La scuola è autonoma è vero, ma ovviamente deve rispettare le leggi.
 
E un regolamento di istituto che le viola non è applicabile.
 
Un regolamento di questo tipo viola almeno due leggi:
 
  •  l’art. 19 bis del decreto-legge 16 ottobre 2017, n. 148, convertito in legge il 4 dicembre 2017, che che ha stabilito che spetta solo ai genitori autorizzare le istituzioni scolastiche a consentirne l’uscita autonoma al termine dell’orario scolastico. La norma dice anche che questa autorizzazione esonera il personale scolastico dalla responsabilità connessa all’obbligo di vigilanza.
 
  • la Legge 67/06 sulla tutela giudiziaria delle persone con disabilità vittime di discriminazioni che all’art. 2 c. 2 definisce “discriminazione diretta” quando, per motivi connessi alla disabilità, una persona è trattata meno favorevolmente di quanto sia, sia stata o sarebbe trattata una persona non disabile in situazione analoga.
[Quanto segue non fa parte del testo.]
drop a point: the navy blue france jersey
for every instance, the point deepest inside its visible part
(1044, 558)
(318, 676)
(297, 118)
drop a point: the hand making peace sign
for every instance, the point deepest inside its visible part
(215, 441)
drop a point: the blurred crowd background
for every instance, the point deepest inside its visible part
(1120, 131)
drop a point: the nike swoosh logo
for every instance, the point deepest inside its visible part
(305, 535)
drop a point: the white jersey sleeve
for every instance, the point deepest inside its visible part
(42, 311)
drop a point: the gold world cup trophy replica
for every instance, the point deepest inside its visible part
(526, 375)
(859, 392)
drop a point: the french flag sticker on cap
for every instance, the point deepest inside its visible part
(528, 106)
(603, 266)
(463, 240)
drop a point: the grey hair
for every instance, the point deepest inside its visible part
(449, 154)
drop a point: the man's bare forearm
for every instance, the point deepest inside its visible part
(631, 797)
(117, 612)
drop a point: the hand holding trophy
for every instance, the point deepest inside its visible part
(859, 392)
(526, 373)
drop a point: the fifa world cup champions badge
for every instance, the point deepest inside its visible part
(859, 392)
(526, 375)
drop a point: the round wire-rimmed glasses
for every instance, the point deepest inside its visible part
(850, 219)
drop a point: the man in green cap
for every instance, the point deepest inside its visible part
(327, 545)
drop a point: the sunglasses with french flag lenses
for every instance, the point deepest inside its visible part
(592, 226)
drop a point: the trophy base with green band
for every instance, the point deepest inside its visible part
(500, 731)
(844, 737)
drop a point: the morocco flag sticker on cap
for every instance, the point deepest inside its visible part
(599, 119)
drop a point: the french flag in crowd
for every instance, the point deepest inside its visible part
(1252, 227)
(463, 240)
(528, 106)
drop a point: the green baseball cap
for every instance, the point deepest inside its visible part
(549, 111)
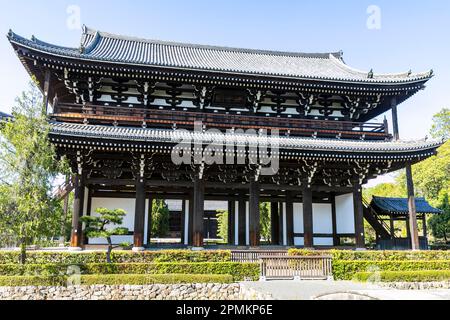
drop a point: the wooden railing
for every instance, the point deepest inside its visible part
(178, 118)
(294, 267)
(254, 255)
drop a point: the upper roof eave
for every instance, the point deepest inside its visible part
(77, 54)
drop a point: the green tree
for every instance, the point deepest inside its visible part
(160, 218)
(265, 223)
(28, 167)
(102, 226)
(441, 125)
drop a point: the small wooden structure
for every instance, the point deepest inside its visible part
(255, 255)
(295, 267)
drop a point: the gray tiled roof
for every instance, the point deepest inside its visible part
(101, 46)
(134, 134)
(400, 205)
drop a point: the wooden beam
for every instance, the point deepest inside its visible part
(254, 214)
(308, 217)
(415, 245)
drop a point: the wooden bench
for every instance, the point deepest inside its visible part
(297, 268)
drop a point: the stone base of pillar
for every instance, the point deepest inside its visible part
(75, 249)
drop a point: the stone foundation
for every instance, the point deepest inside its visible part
(415, 285)
(128, 292)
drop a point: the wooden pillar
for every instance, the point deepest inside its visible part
(395, 119)
(242, 221)
(336, 241)
(412, 209)
(77, 226)
(392, 226)
(308, 218)
(199, 212)
(46, 97)
(149, 220)
(275, 223)
(139, 215)
(424, 223)
(231, 222)
(280, 223)
(289, 219)
(191, 218)
(359, 216)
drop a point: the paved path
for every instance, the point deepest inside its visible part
(340, 290)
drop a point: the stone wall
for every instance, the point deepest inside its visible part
(416, 285)
(128, 292)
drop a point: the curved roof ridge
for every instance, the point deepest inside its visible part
(324, 55)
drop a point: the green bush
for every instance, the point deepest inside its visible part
(239, 271)
(114, 279)
(345, 270)
(404, 276)
(12, 257)
(375, 255)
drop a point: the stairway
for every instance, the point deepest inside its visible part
(380, 227)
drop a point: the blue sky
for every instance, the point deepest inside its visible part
(413, 35)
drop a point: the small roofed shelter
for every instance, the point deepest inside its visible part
(397, 209)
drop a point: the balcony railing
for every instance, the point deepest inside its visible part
(96, 114)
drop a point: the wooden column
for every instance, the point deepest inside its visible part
(280, 223)
(289, 219)
(275, 223)
(334, 220)
(395, 119)
(254, 214)
(231, 222)
(412, 209)
(46, 97)
(308, 218)
(424, 223)
(199, 212)
(149, 220)
(359, 216)
(191, 218)
(77, 226)
(139, 215)
(242, 221)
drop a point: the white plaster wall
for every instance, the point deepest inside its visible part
(322, 218)
(128, 221)
(345, 221)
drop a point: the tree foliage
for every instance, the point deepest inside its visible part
(102, 226)
(28, 167)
L’art. 19-bis del DL 148 si applica a tutti gli alunni, senza distinzione.
 
Costringere solo le famiglie degli alunni con disabilità a ritirare personalmente il figlio da scuola è un evidente atto di discriminazione che non ha nessuna giustificazione giuridica ma neppure di sicurezza perché il decreto dice chiaramente che spetta solo alla famiglia valutare i rischi “in considerazione dell’età, del grado di autonomia e dello specifico contesto” e la scuola è sollevata da qualsiasi responsabilità.
Cosa fare in questi casi?
Se chi dovrebbe vigilare sulla legittimità delle decisioni della scuola (uffici scolastici) dà risposte evasive, o peggio giustifica simili regolamenti, bisognarebbe percorrere altre strade:
  • un avvocato
  • una associazione
  • un esposto ai carabinieri
L’esposto è un atto con il quale un cittadino che ritiene sia stato commesso un reato o violato un suo diritto, chiede formalmente ai carabinieri di verificare.
 
Il reato in questo caso potrebbe essere addirittura il “sequestro di persona”. E’ esagerato? Forse. Ma si chiede solo andare a vedere se è vero.